Missouri again cuts premiums for pre-existing condition program

KANSAS CITY, MO (KCUR) - A state health insurance option for people with pre-existing health conditions has once again gotten cheaper. In what state insurance officials are calling a significant reduction, Missouri's high risk insurance pool is cutting premiums by nearly 25 percent.

The federally funded program is designed for people with chronic diseases who've either been flat-out denied health coverage or charged an extremely high rate.

So far, about 550 people have enrolled in the program, but it has the capacity to ensure up to 2500.

Travis Ford, with the Missouri Department of Insurance, says cost may be a factor in whether people sign up.

"This is not free insurance, it's not cheap insurance, it's for people who can pay a full premium," says Ford. "But at least it's the right to buy insurance."

Ford says the program's premiums, or what people pay for a policy on a monthly basis, are based on a combination of federal rules and private health insurance trends in the state.

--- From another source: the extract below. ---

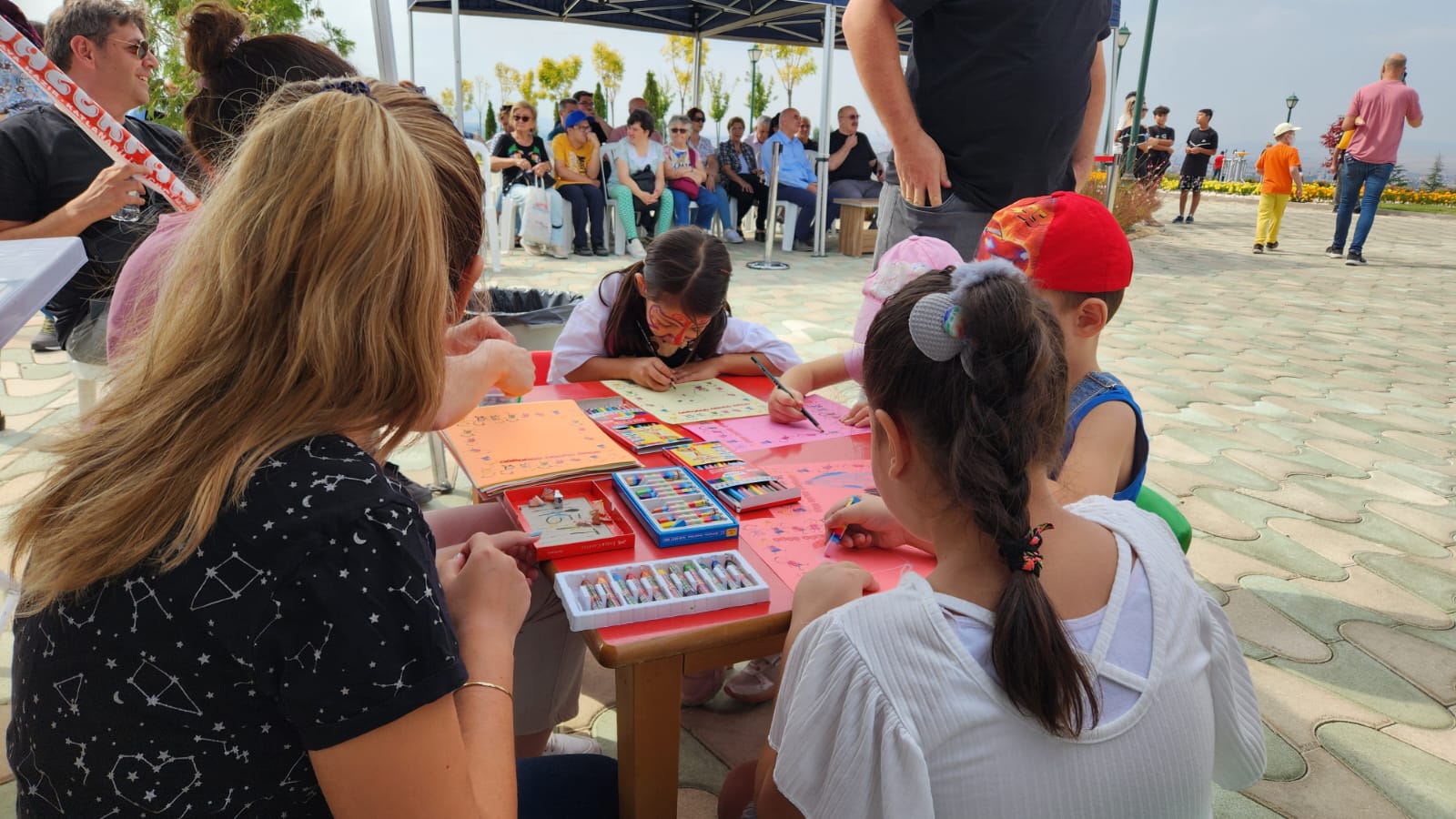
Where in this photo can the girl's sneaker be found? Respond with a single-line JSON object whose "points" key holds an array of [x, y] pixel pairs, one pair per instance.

He says determining these premium rates and ensuring they're as affordable as possible is an ongoing and challenging process.

"That means continual number crunching and analysis," says Ford. "And that's difficult in Missouri because health insurance rates are not regulated. And so health insurance companies are not required to file rates with the state."

Ford says in an effort to make coverage more accessible, the high risk program recently got federal approval to cut premiums by 23 percent. That's on top of a 25 percent rate reduction in February.

Ford says the latest cut could save a person an estimated $500 to $2000 a year, depending on one's age and deductible.

To be eligible for the program, a person must be without insurance for at least six months and have a pre-existing health condition.

The program was created under the federal health law last year, and is slated to phase out once insurance companies can no longer deny people coverage in 2014.

Elana Gordon, KCUR

Photo: Carolen Collins looks over the application to Missouri's new high risk insurance pool. Denied coverage in the private market, she recently enrolled in the program.